Zing Forum

Reading

Learning to Commit: An Online Repository Memory Framework for AI to Submit Code Like Humans

Through an online repository memory mechanism, AI coding assistants learn project-specific coding styles, internal API usage patterns, and architectural constraints from historical commits, generating Pull Requests that better align with project practices.

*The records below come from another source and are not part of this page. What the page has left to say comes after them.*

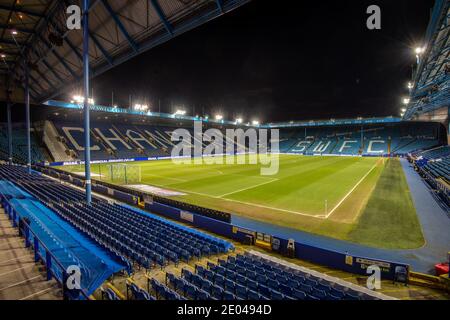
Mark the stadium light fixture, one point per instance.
(180, 112)
(78, 98)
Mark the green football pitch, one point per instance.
(363, 200)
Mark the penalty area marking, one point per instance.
(319, 216)
(247, 188)
(351, 191)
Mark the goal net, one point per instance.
(122, 173)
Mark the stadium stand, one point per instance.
(129, 141)
(253, 276)
(434, 167)
(19, 144)
(371, 140)
(130, 237)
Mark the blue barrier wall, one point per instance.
(329, 258)
(332, 259)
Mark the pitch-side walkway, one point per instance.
(434, 220)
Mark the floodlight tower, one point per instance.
(27, 115)
(87, 130)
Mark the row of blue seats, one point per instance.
(128, 235)
(137, 293)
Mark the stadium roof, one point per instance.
(119, 30)
(431, 70)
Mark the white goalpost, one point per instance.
(123, 173)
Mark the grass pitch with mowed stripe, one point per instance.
(364, 200)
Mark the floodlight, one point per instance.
(180, 112)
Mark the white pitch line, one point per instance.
(351, 191)
(247, 188)
(37, 294)
(162, 177)
(273, 208)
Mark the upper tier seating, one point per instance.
(129, 235)
(370, 140)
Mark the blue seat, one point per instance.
(305, 288)
(217, 292)
(241, 291)
(219, 280)
(286, 290)
(229, 285)
(350, 296)
(310, 282)
(261, 279)
(203, 295)
(299, 295)
(272, 283)
(206, 285)
(252, 295)
(190, 291)
(320, 294)
(228, 296)
(262, 289)
(276, 295)
(337, 293)
(241, 279)
(252, 285)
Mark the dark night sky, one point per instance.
(277, 61)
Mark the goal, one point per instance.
(122, 173)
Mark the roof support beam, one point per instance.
(57, 76)
(162, 16)
(20, 29)
(103, 50)
(21, 10)
(56, 54)
(43, 76)
(120, 25)
(11, 42)
(220, 5)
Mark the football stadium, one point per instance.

代码生成AI编程助手Pull Request仓库记忆对比学习代码风格开源贡献
Published 2026-03-28 01:58Recent activity 2026-03-30 16:23Estimated read 7 min
Learning to Commit: An Online Repository Memory Framework for AI to Submit Code Like Humans
1

Section 01

Introduction: The Learning to Commit Framework—Enabling AI to Submit Code Like Project Members

This article introduces the Learning to Commit framework, whose core is the Online Repository Memory mechanism. By enabling AI to learn coding styles, internal API usage patterns, and architectural constraints from a project's historical commits, this framework addresses the problem of AI-generated code being "incompatible" with real-world projects and generates Pull Requests that better align with project practices.

2

Section 02

The "Incompatibility" Issue of AI Code Generation and Limitations of Snapshots

Large language models excel at code generation, but their Pull Requests are often rejected when submitted to real open-source projects. The problem is not functional correctness but a lack of "organicity"—ignoring project-specific conventions, reinventing the wheel, and violating implicit architectural constraints. Existing methods rely on code snapshots, but snapshots only show the final state, lacking historical information on "why it was designed this way" and failing to capture implicit conventions like "database operations must go through the DatabaseManager class".

3

Section 03

Core Mechanisms of the Online Repository Memory Framework

The core of the Learning to Commit framework is the Online Repository Memory, which consists of two phases: Skill Building Phase: Through supervised contrastive reflection, the AI generates solutions for historical Issues, compares them with human-submitted diffs, extracts skills such as coding styles, internal API usage, and architectural constraints, and accumulates them into a knowledge base. Conditional Generation Phase: When a new PR comes in, the AI retrieves relevant patterns from the skill library and generates code that aligns with the project's evolutionary history, ensuring organicity.

4

Section 04

Evaluation Design and Experimental Results

The evaluation uses strict time splitting: the skill library is built using commits before January 1, 2024, for the training period, and new PRs after that (ensuring they are unseen) are used for the testing period. Multi-dimensional metrics include functional correctness, code style consistency, internal API reuse rate, and rationality of modified areas. Experimental results show: increased internal API reuse rate, improved linter pass rate, enhanced architectural compliance, without sacrificing functional correctness.

5

Section 05

Reasons for the Effectiveness of Supervised Contrastive Reflection

The effectiveness of contrastive reflection comes from three points:

  1. Active Learning: The AI actively attempts to generate and compare, which leads to deeper memory than passively reading historical commits;
  2. Gap as Signal: The gap between AI-generated content and real commits reveals implicit project conventions;
  3. Continuous Accumulation: The skill library grows with the increase of historical commits, and the AI's understanding of the project gradually deepens.
6

Section 06

Application Scenarios and Current Limitations

Typical Application Scenarios: Open-source project contributions (helping new contributors), enterprise internal development (complying with internal norms), legacy project maintenance (extracting historical knowledge). Limitations: Relies on sufficient historical data (new projects benefit less), high computational cost, possible conflicts between old and new skills during project refactoring requiring versioned management.

7

Section 07

Implications for AI Programming Tools

The Learning to Commit framework provides three implications for AI programming tools:

  1. Shift from general-purpose to specialized, focusing on specific codebases;
  2. Value the knowledge in code commit history;
  3. Adopt reflective learning, allowing AI to actively try and learn from mistakes.
8

Section 08

Conclusion: Towards an Organic AI Programming Assistant

The Learning to Commit framework solves the "incompatibility" problem of AI coding agents through the online repository memory mechanism, enabling AI to not only "write correctly" but also "write like" project members. Its significance lies in revealing that true intelligence comes not only from large-scale pre-training but also from continuous learning and adaptation to specific environments. Organicity will become a key dimension for measuring the value of future AI programming tools.